10. For a time I couldn’t believe sex was better with people who loved you. Love involved process and observation, which I assumed meant examination, dissection, a final and definitive judgment.

11. My boyfriend told me that when he was young and just starting Sex Ed, he and a group of friends stole an anatomy book from the library. One of them opened it up to a detailed medical drawing of a naked female body. The friend proceeded to point to different limbs and sections and say exactly what he would do to them. He’d kiss here. Lick down there. Touch that. Most men I’ve been with have never been that meticulous and sweet, even when they thought it was as important to please as it was to be pleased. They grabbed at various fleshy bits and hoped for the best.

12. I never want to see what my face looks like during the act. It would ruin all the hard work I’ve done to believe people when they’ve said they really wanted me.

13. Sometimes I like to be hurt during sex. First I wanted to be hurt because the sex felt too good, then the pain started to feel glorious too. I learned my body was going to find pleasure even when I didn’t think I deserved it.

14. I can masturbate to anything: certain prose, pictures of my friends, of those I hate, of myself, low-quality porn from a male’s perspective, a New York Times article, a vase of flowers, the wisps of smog from incense, a movie poster taped up next to my desktop. Anything can be sensual if I’m in the mood. My friends give disclaimers before showing me pictures of people they’ve regretted sleeping with, but I already understand. There’s nothing to be embarrassed about.

15. The first time I’d undress in front of a new partner I’d always say, “Sorry I didn’t shave.” I’d be bashful. Coy. A guilty smile. The thing was I hadn’t shaved because I wasn’t planning on it and never had been. But in my mind that meant there could always be a sexier version of what I currently was. I was telling every boy, “This isn’t even the best me you’re getting.” I wasn’t bothered that they’d never have her—that best me. She was always for me, or for some special someone else.

16. Or maybe she is for no one at all. She just gets to be.

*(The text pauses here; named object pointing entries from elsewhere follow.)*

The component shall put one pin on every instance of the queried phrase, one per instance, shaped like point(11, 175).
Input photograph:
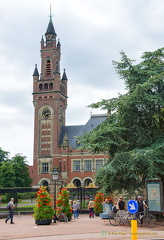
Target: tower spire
point(50, 14)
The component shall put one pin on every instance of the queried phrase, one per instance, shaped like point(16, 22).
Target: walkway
point(83, 228)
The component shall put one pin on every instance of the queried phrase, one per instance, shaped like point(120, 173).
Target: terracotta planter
point(43, 222)
point(97, 214)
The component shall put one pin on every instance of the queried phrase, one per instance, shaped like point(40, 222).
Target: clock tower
point(50, 103)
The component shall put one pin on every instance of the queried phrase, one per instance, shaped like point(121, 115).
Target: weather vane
point(51, 16)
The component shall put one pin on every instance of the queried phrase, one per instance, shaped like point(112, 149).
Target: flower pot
point(43, 222)
point(97, 214)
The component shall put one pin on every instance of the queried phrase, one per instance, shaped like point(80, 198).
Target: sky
point(92, 34)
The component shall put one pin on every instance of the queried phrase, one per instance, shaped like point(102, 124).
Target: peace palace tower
point(55, 144)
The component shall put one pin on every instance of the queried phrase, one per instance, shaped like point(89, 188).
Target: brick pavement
point(83, 228)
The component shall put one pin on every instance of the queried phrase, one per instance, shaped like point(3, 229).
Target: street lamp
point(55, 175)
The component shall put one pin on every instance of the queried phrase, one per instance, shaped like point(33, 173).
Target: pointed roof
point(36, 73)
point(64, 77)
point(50, 28)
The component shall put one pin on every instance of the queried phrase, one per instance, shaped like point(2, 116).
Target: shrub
point(43, 209)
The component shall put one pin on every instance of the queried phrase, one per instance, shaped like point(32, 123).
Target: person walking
point(74, 207)
point(121, 208)
point(78, 208)
point(11, 207)
point(91, 205)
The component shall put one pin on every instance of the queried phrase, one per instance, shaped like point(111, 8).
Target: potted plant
point(43, 211)
point(98, 208)
point(63, 204)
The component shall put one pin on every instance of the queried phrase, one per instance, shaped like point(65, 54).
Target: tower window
point(99, 164)
point(45, 168)
point(51, 86)
point(76, 165)
point(87, 166)
point(48, 68)
point(45, 86)
point(40, 87)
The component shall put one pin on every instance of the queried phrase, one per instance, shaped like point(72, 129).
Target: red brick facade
point(52, 144)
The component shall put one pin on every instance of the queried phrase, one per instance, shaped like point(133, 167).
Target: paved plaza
point(77, 229)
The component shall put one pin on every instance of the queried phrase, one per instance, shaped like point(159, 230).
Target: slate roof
point(71, 132)
point(50, 28)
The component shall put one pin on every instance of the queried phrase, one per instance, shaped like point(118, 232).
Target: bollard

17. I used to be horrified, experience second-hand embarrassment, when someone said, “I’m pretty,” or “I know he thinks I’m hot,” because who had the right to claim themselves beautiful? I used to cringe at their confidence, pity the delusion. I was loyal to the notion that beauty could be perceived by everyone but you; that was the only true way of coming to a verdict. Now, I  make these statements. I can just be a body, its perceptions, its facts.

18. There were so many times that I would give my gaze back to the world again after analyzing the ex-girlfriend’s face for further nuances of her beauty, pitying the woman with bad skin who hid it un-artfully with clotted foundation, admiring the sloped nose and pointed chin of a boy who would say I was very beautiful but would never answer me promptly—who’d deny my calls when they were most urgent and brush my hair from my face, tender as mitigation. The first was still loved by the one I love now, the second will always be found beautiful by someone less cruel than I, and it was for the better that I never let myself love the third.

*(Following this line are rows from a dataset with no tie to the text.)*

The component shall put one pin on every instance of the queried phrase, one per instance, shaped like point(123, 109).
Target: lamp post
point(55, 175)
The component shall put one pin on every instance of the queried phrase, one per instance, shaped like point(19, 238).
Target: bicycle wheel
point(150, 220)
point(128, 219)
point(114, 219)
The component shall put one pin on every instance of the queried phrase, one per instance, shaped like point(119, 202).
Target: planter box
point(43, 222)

19. There’s a short story by Jhumpa Lahiri called “Sexy,” about a young woman having an affair with a married man who she likes sleeping with, but who doesn’t know her very well. He comments on her long legs, her elegant form, kisses her in a way, we gather, that she hasn’t been kissed before. Towards the end, as the relationship starts to dissipate into apathy and missed appointments, and a child tells the woman the word “sexy” means “loving someone you don’t know.”

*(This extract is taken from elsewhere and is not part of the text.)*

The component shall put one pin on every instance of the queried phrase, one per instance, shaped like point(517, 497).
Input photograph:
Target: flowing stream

20. But sexy also means knowing someone well enough to understand they want to be called that, but would never dare ask.

Kit Zauhar is a writer, filmmaker, and sometimes actress living in New York and Philadelphia. Her work deals with female sexuality, the dissection of anxiety, the minutiae of human interactions, and the process of becoming in a post-digital landscape. You can find out more about her work and life at kitzauhar.com.